Chapter 5—Oh But They Were Close: “Snowing in Greenwich Village,” “Wife-Wooing”

Chapter 6—Fathoms Deep in the Wrong: “Giving Blood,” “Twin Beds in Rome,” “Marching Through Boston”

Chapter 7—The Etiquette of Adultery: “The Taste of Metal,” “Your Lover Just Called,” “Waiting Up,” “Eros Rampant”

Chapter 8—Frightened People Discussing: “Plumbing,” “The Red-Herring Theory,” “Sublimating,” “Nakedness”

Chapter 9—Consecrated Unhappiness: “Separating,” “Gesturing,” “Divorcing: A Fragment”
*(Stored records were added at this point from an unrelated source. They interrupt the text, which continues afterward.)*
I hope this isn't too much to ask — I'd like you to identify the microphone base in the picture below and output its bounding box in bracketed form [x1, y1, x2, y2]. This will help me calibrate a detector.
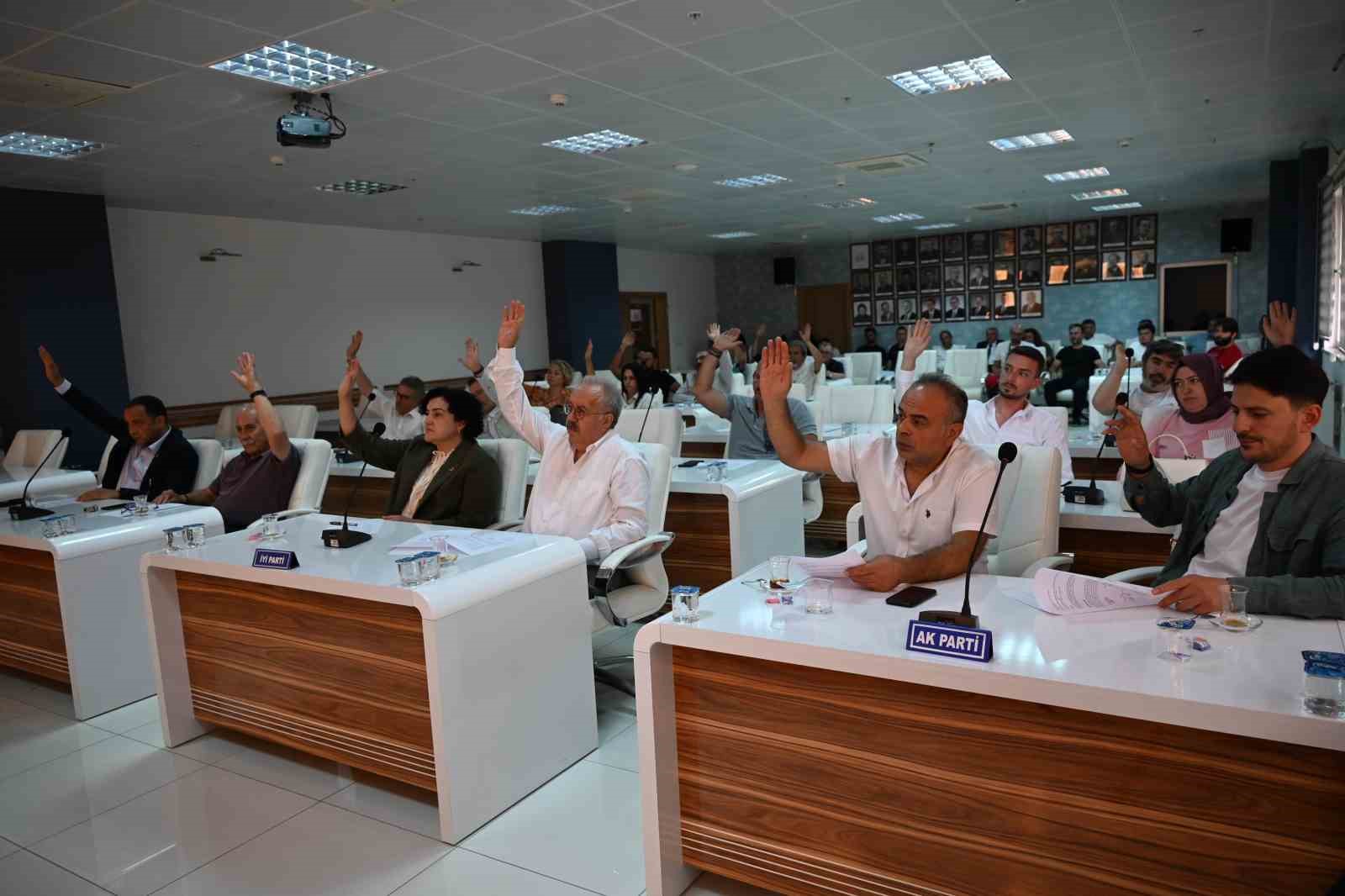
[323, 529, 372, 547]
[920, 609, 980, 628]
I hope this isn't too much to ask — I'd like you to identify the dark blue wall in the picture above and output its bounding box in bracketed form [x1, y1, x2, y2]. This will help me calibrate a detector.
[0, 187, 129, 470]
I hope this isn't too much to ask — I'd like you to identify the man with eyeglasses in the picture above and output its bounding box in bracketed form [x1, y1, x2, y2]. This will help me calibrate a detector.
[345, 329, 425, 439]
[487, 302, 650, 564]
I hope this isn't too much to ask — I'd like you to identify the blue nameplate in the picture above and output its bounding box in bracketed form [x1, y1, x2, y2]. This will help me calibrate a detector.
[253, 547, 298, 569]
[906, 619, 995, 663]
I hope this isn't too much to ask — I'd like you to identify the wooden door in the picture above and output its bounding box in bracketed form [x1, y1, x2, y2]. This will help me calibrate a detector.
[619, 292, 671, 367]
[795, 282, 850, 352]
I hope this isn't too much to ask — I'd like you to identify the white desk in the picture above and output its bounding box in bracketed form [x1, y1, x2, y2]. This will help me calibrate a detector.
[635, 573, 1345, 896]
[143, 514, 597, 844]
[0, 495, 224, 719]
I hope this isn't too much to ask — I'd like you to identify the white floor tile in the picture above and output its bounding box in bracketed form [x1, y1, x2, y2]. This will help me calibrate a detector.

Chapter 10—Reality is Sacred: “Here Come the Maples,” “Grandparenting”

Because Crowe tackles more than a single story in every chapter, we never lose sight of the bigger picture—the arc of their collective narrative and what that narrative represents. For the most part, Crowe stays clear of the fact that Richard was based on John and Joan was based on Mary Pennington Updike, and that the Maples stories are as autobiographical as Updike’s fiction gets. That he stays focused on the religious and philosophical elements is a strength, as readers familiar with Updike’s work and the Adam Begley biography will be fully aware of the autobiographical underpinnings.

In Chapter 6, Crowe posits that “Updike updates Kierkegaard, making his views on Christian marriage more relevant to contemporary practices in America than to 19th century Danish ones. Updike also comes very close in these stories to violating his stated artistic ethic of withholding judgment of his characters. He invites us to judge Richard harshly for indulging in shockingly selfish and hurtful tirades against his wife and caustic comments about his children.” As Crowe concludes, “In these stories Updike attends closely to Richard’s and Joan’s complex states of mind as they contemplate love.”

“The Maples stories teach us what it feels like to spend decades yearning for faith, yet to fear that faith so much—or the freedom it confers, or the God who offers it, or the offended reactions of others—that it seems better to live a life of determined distraction, to submit instead to personal compulsions, habits, and convoluted projects. The stories also teach us what it feels like to love, both selfishly and selflessly. In their intricate, diachronic way, the Maples stories hold out hope for the leap of faith, for blessed identity transformation, and for the freedom to perform genuine works of love,” Crowe writes.

In the end, though readers may need to backtrack to those early broad discussions of “Updike’s Kierkegaard,” Crowe offers a fascinating study of the stories that may well become the most taught of Updike’s. And Cosmic Defiance is a welcome addition to the dialogue on Updike and religion that began with the Hamiltons, then continued in earnest with George Hunt’s John Updike and the three great secret things: Sex, Religion, and Art, James Yerkes’ edited anthology on John Updike and Religion: The Sense of the Sacred and the Motions of Grace, and Marshall Boswell’s John Updike’s Rabbit Tetralogy: Mastered Irony in Motion. When Crowe gets into textual analysis, he presents readers with one of the fullest and most provocative discussions of the Maples stories to date.